The Overlooked Practice Expense
In building a practice, a successful dentist is one that keeps one eye on the practice’s income and the other eye on cutting expenses. This is more important than ever, since the costs of operating a practice continue to rise. A recent report cites that the average overhead of a dental practice is 74%. Ideally, a practice should try to keep overhead between 50% – 60%.1
One line item often overlooked is the fees a dentist pays to accept credit card payments. These costs are easily forgotten because credit card processing statements are often complicated and difficult to decipher. Many credit card processing companies will structure their billing in such a way; it makes it virtually impossible for a merchant to figure out exactly what they are being charged.

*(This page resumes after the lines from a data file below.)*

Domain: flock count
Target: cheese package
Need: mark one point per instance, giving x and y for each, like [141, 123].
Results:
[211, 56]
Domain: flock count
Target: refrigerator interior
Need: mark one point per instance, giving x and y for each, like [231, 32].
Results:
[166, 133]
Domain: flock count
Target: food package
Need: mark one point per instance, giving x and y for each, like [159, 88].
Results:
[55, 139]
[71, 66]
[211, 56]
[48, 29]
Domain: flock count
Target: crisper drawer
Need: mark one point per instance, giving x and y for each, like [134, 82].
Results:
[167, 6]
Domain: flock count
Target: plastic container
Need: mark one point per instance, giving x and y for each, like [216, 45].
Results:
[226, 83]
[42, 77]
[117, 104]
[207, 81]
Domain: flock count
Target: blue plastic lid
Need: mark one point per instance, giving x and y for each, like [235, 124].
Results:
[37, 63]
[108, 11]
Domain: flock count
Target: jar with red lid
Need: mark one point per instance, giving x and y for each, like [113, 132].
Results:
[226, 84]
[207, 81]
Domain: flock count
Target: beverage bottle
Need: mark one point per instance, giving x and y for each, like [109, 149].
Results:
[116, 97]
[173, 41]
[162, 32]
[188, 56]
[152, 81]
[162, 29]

Many dentists simply consider the fees paid to accept credit cards are a “necessary evil” and all credit card processing companies are virtually the same. This is not true. There are indeed many fixed costs associated with credit card processing fees. These are the fees assessed by Visa, MasterCard, Discover, American Express, etc. (and there are plenty of them). They will be unavoidable regardless of the credit card processing company used. But again, all credit card processing companies are not the same. Many add a hefty profit margin to the buy rates of these transactions. These fees are often hidden in tiered pricing categories, such as “qualified,” “mid-qualified” and “non-qualified transactions.” It is not uncommon for credit card processing companies to advertise great processing rates (such as 1.69%). What is left unsaid is these rates are only for what are considered “qualified” transactions. Qualified transactions include only certain types of credit cards with low buy rates (such as debit cards and non-rewards credit cards). As soon as a merchant accepts a card that does not fit the category, a high surcharge is added to the cost of the transaction. There are hundreds of different credit card types; all with different buy rates (i.e., rewards cards, mileage cards, business cards, etc.). In most cases, a merchant has no idea what the buy rate is of a particular card they are accepting.
Education is the Key
As in most cases with any industry, educating oneself on the ins and outs of merchant services pricing is the best way to know what the fees are and where money can be saved. Time is usually the enemy in this case because most dentists are already inundated with too many responsibilities. But, there is an easy way to have some control of the costs associated with credit card processing. Have an audit done on the fees! An audit (not a quote) is an effective way to learn which fees are unavoidable and others that may be able to be reduced. Credit card processing companies do not offer independent audits because an audit would expose the profits they are making. Many fees are either deeply imbedded in multiple categories or labeled in such a way as to be difficult to understand. Be sure to work with a reputable company and ask for references. “It is often a surprising revelation to businesses when they learn how much money can be saved in this area. It is not uncommon for a business to save a couple thousand dollars a year or sometimes much more,” says Dale Mullin, CPA and Partner at WDR, LLP CPAs & Business Advisors. “When consulting a client on cutting expenses, credit card processing is one of the first areas we review. We recommend a merchant services audit be performed to all of our business clients,” Mullin adds.
Another way to control credit card processing costs is to demand transparent pricing. Having a detailed and clear monthly statement is a must. Charts and graphs of card activity on a statement are unnecessary and primarily a distraction from the true costs associated with a program. Furthermore, many credit card processing companies provide monthly statements with summaries of transaction activity and/or bulk varying types of transactions together. This makes interpreting costs very difficult. Look for specific information and explanations of charges. If a merchant services monthly statement is not detailed enough, certainly request it in a different format. If the request is denied, it should raise an eyebrow.
Having a merchant services program audited is not an arduous task. In most cases providing a current monthly statement to the auditing firm will provide enough information to conduct an accurate review. Furthermore, changing credit card processing companies is an easy process as well. Most aspects can be handled by an Office Manager or trusted staff member. The small amount of time invested could quite possibly mean large additions to the bottom line.